My friends in my cohort have been carrying me by the armpits through this. One of them likes to remind me that probably many of our most respected qualitative-methods-focused academics got through their quant sequences by cheating off their friends. This isn’t even discouraged in my class— we’re encouraged to do the work together and to use the internet— even ChatGPT. It took me until more than halfway through the semester to realize I’ve been unintentionally holding myself to some sick principle of academic integrity that isn’t even real in this case.

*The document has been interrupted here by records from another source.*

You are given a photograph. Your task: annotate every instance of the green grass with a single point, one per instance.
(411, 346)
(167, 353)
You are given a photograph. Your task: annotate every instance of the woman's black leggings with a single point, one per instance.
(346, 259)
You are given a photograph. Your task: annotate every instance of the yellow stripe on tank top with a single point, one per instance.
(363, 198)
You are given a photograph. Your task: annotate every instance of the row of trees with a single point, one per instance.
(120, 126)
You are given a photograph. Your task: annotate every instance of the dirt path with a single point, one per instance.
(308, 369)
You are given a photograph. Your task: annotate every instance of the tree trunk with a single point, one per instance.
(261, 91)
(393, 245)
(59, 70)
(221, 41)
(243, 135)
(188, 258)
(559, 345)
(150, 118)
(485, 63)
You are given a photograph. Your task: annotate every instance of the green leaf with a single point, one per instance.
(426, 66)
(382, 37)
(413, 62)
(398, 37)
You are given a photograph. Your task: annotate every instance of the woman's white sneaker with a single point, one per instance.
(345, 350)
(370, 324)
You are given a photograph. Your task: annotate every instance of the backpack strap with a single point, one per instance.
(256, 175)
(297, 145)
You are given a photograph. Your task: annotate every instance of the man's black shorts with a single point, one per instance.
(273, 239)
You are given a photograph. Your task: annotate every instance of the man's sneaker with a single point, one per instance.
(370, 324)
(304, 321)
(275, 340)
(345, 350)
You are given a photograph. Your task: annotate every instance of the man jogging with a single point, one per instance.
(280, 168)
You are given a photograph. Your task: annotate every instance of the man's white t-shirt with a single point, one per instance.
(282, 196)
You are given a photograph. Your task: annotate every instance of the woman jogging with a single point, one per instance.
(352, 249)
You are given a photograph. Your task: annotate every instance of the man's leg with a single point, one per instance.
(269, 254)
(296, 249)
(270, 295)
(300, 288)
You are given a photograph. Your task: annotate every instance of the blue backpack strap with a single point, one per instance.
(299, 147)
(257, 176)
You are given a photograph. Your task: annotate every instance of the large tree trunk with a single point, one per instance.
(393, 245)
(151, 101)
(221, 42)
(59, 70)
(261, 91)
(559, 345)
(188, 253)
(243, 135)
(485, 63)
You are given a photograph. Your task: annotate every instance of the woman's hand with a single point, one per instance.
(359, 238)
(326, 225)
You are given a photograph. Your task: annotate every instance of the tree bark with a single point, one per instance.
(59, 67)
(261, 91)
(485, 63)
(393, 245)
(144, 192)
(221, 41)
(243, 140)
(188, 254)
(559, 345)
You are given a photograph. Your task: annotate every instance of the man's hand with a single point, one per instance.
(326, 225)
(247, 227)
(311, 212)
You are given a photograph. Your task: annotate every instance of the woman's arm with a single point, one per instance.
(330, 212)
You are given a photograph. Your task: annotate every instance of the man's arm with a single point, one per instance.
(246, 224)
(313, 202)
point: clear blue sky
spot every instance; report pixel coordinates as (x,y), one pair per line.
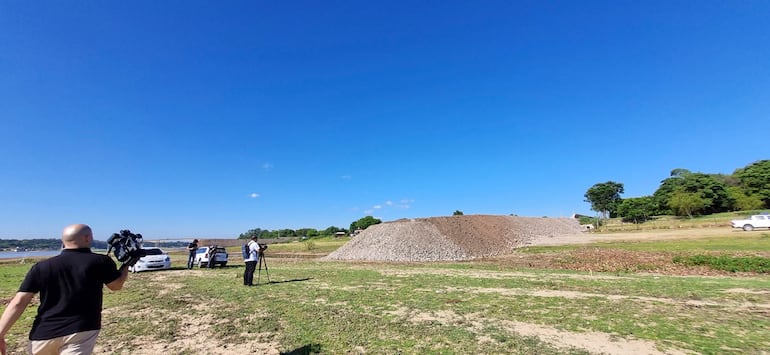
(207,119)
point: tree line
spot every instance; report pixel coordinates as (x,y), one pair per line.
(687,193)
(360,224)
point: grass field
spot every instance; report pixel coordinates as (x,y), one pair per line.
(483,307)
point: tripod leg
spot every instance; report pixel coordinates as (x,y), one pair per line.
(267,272)
(259,273)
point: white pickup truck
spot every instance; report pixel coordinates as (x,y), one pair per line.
(755,221)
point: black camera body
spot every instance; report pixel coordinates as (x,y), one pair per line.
(126,246)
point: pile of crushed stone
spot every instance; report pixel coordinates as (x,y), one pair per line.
(453,238)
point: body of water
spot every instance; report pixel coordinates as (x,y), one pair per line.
(28,254)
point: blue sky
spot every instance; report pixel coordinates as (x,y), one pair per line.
(207,119)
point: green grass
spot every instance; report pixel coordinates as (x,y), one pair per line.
(727,263)
(746,243)
(433,308)
(447,308)
(675,222)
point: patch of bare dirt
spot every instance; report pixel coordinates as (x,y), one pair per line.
(594,342)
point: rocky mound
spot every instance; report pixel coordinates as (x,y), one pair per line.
(453,238)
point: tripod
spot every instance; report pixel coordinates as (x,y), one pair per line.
(262,261)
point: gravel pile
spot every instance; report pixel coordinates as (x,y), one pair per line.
(453,238)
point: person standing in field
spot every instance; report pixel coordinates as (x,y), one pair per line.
(70,284)
(251,262)
(192,248)
(212,253)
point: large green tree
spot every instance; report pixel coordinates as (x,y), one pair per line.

This second-to-last lab, though, I completed with the resolve of a SoundCloud rapper who swears his teacher told him he wouldn’t do anything with his life. And Armin double-checked my work before I sent it off. His feedback, “You were close with most of it” had me seeing light descend from the heavens and hearing church bells ringing, so off it went, and I was free!
Then Canvas gave me a notification that my last lab had been graded (the one I sobbed in the library over as Armin basically typed in the code I needed for me because I couldn’t figure it out) and it was a whopping 57%.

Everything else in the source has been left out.